On Sunday, Mexico beat El Salvador 3-1 in their opening match of the 2017 Gold Cup, a relatively comfortable scoreline that hides some of the rot currently hindering El Tri. At the head of the issues is manager Juan Carlos Osorio, the Colombian sparkplug who was actually suspended for the match after a expletive-laden tirade during the–rather meaningless–third-place Confederations Cup loss against Portugal. Whether it be via his behavior, his selections, or his tactics, it’s safe to say that Osorio hasn’t been propelling Mexico to its brightest future. Is it time for El Recreacionista to step down or, more aggressively, get fired?
That’s the question that will inevitably pop up in the coming weeks as Mexico either succeeds in spite Osorio, or falls due to his lack of direction and seeming inability to field a solid defense. It’s a double-edged sword following Mexico’s embarrassing exit from the Confederations Cup, where they fell to eventual champions Germany by the tally of 4-1.
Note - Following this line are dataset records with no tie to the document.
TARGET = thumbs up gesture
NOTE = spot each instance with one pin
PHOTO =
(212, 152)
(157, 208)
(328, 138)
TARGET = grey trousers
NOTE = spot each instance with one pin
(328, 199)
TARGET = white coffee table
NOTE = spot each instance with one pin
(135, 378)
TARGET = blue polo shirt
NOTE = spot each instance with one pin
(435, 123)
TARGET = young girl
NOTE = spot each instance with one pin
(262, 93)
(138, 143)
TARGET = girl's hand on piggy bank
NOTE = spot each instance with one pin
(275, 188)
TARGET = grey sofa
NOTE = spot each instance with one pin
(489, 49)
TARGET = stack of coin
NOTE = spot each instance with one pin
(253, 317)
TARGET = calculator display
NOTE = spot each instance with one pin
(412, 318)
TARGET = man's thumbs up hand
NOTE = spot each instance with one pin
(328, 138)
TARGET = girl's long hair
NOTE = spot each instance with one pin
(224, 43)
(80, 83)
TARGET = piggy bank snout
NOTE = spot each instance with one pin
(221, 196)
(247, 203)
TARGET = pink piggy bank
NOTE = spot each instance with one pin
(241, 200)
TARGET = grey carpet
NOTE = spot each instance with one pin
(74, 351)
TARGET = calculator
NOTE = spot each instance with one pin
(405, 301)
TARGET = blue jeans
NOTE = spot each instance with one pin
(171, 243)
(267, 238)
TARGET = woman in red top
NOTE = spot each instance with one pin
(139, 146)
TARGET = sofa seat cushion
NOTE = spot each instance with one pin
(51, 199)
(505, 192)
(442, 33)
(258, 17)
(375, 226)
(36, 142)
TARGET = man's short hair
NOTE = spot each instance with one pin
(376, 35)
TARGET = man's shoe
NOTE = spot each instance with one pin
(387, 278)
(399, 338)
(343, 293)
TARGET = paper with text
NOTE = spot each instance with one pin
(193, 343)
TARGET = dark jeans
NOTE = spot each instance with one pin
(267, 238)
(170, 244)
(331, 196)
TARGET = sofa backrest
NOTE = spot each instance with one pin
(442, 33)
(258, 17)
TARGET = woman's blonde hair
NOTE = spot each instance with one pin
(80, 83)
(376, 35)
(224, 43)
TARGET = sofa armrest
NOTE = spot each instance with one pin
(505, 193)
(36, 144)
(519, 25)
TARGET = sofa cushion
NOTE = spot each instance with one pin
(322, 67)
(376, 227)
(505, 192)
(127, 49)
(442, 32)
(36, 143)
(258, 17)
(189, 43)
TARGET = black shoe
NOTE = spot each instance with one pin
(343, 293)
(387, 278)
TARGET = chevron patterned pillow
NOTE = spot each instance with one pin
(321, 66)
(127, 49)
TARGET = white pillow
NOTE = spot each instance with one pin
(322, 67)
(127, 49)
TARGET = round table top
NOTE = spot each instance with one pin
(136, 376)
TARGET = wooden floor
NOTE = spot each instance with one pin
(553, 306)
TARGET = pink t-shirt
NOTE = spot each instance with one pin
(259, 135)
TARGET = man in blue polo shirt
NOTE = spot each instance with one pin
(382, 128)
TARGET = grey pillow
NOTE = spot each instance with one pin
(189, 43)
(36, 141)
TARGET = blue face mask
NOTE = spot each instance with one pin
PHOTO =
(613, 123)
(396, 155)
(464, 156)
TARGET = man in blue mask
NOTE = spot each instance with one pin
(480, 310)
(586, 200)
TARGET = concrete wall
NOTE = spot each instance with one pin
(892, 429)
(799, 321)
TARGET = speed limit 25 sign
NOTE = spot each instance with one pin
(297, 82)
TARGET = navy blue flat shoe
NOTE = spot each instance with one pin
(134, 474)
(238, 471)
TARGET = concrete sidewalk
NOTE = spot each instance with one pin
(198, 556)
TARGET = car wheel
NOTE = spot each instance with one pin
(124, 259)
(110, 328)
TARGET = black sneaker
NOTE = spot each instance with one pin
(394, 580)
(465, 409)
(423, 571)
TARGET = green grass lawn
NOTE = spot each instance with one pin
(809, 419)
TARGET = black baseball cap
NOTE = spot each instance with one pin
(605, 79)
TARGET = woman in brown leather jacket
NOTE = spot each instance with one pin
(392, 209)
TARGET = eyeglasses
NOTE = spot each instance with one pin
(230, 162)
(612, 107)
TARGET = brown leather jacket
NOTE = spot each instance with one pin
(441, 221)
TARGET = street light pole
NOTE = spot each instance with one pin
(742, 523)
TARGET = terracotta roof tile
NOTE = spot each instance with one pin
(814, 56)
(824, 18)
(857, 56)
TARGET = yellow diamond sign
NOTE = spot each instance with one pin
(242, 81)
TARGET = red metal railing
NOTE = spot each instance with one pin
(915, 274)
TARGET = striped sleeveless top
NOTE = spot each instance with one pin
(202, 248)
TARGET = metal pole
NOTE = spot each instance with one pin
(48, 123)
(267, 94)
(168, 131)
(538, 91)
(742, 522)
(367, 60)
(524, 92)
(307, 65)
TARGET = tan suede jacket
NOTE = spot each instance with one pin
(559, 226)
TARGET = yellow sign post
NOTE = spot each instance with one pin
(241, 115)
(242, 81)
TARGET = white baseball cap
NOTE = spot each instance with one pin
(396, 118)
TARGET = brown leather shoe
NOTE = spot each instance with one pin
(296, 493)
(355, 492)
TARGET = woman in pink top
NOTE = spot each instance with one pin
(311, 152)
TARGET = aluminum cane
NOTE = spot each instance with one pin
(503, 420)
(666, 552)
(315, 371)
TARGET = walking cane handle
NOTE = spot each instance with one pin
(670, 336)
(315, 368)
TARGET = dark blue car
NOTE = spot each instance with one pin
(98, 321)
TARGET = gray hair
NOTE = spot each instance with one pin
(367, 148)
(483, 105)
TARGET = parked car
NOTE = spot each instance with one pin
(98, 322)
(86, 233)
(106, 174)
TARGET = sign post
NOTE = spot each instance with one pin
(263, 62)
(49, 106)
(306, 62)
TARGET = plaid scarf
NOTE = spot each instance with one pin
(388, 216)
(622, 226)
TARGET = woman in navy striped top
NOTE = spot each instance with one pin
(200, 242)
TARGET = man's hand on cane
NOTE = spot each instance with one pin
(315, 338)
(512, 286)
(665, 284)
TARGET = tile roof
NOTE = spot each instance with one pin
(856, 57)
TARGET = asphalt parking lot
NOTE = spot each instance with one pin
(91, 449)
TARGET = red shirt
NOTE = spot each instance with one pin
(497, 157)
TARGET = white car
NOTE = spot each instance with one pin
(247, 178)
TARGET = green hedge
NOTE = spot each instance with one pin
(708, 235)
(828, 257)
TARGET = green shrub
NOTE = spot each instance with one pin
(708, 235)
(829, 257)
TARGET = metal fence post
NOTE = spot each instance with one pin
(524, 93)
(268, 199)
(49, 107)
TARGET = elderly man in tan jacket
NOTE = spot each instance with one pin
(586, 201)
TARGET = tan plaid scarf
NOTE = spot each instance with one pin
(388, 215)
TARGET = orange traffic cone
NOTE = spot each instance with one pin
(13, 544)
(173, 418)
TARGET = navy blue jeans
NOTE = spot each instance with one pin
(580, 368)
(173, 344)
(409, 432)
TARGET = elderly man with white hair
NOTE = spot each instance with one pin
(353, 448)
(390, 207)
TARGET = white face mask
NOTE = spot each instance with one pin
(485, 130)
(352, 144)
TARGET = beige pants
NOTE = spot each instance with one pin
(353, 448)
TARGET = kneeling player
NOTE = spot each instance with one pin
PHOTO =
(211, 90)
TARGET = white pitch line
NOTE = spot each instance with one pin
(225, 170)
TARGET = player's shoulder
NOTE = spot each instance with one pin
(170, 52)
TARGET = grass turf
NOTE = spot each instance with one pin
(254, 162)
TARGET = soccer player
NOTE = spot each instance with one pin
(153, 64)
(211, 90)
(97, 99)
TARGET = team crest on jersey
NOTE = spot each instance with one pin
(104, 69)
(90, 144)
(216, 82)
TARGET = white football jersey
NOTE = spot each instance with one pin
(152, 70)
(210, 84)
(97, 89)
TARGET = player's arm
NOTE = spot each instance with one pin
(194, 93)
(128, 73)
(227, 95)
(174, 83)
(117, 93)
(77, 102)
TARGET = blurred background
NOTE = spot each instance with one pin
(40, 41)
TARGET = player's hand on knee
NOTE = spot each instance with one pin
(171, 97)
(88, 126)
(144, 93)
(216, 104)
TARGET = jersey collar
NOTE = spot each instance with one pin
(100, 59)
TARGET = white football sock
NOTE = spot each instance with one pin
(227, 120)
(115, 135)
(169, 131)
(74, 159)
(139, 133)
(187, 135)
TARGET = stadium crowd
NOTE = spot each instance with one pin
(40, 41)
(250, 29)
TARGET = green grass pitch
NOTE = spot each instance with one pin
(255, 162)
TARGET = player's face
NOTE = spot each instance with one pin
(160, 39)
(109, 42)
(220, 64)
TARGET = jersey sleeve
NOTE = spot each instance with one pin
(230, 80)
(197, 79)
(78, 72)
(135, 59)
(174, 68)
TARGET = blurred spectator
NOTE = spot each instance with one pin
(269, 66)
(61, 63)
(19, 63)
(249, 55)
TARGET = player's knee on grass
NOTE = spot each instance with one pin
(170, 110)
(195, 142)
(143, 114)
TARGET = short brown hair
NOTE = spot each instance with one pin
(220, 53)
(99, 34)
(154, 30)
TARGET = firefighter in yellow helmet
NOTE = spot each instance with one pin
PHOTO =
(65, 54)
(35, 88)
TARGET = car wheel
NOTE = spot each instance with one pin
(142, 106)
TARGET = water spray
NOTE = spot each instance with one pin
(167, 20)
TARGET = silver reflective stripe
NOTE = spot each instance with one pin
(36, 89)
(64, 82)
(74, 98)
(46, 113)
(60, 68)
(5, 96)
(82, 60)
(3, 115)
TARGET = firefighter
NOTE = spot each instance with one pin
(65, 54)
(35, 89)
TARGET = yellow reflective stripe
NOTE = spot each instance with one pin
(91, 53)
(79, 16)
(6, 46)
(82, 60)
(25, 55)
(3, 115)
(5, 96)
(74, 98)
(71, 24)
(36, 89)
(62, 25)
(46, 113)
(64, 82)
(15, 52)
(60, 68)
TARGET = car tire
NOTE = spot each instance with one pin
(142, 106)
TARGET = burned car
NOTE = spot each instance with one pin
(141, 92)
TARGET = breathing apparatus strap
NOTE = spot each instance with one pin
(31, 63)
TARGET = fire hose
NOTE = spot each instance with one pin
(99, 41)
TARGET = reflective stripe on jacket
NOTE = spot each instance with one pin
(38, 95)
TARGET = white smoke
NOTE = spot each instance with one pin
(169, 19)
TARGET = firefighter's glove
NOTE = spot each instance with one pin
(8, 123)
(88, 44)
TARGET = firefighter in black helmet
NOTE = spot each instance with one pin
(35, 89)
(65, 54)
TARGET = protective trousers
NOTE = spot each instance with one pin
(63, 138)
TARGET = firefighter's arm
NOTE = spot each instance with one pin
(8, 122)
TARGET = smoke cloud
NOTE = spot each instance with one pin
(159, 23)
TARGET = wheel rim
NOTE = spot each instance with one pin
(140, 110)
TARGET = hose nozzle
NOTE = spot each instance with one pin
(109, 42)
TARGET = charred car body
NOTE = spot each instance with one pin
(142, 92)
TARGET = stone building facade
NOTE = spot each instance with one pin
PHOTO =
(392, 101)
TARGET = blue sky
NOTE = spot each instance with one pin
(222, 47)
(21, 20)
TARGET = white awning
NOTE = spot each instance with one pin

On the one hand, Osorio got them to that semi-final matchup, and he has them at the top of the CONCACAF Hexagonal World Cup qualifying group. On the other, El Tri didn’t exactly impress in the Confederations Cup group stage, needing a 91st minute equalizer against Portugal before falling behind against both New Zealand and Russia (in all fairness, Mexico did come back to win both games 2-1).
It’s up to the FMF to decide which Mexican side they will get in the run-up to World Cup qualifying and, especially, at the big tournament next summer in Russia. If it’s the one that has beaten teams like Costa Rica and Honduras in qualifying, they must feel confident in Osorio’s ability to better their past round-of-16 exits in soccer’s biggest stage. But if the Colombian’s squad plays like it did at the Confederations Cup, or in drawing 1-1 with the United States in their supposed fortress of Azteca, maybe it’s time for a switch now to get players ready for the World Cup.
Osorio himself acknowledges the pressure that comes with losing as El Tri’s manager, saying earlier this year that “at this level, you as a manager are three defeats away from crisis. If I was in another country, maybe they would allow me three defeats. In Mexico, no. Probably one and that’s it.”
One thing is certain: for a country that prides itself on its CONCACAF domination, having its manager suspended for the entirety of the Gold Cup is not ideal. Osorio will have to tone down his outbursts before it costs El Tri more than just its continental tournament. For a Mexican team that looked to be in cruise control just a month ago, that’s unacceptable.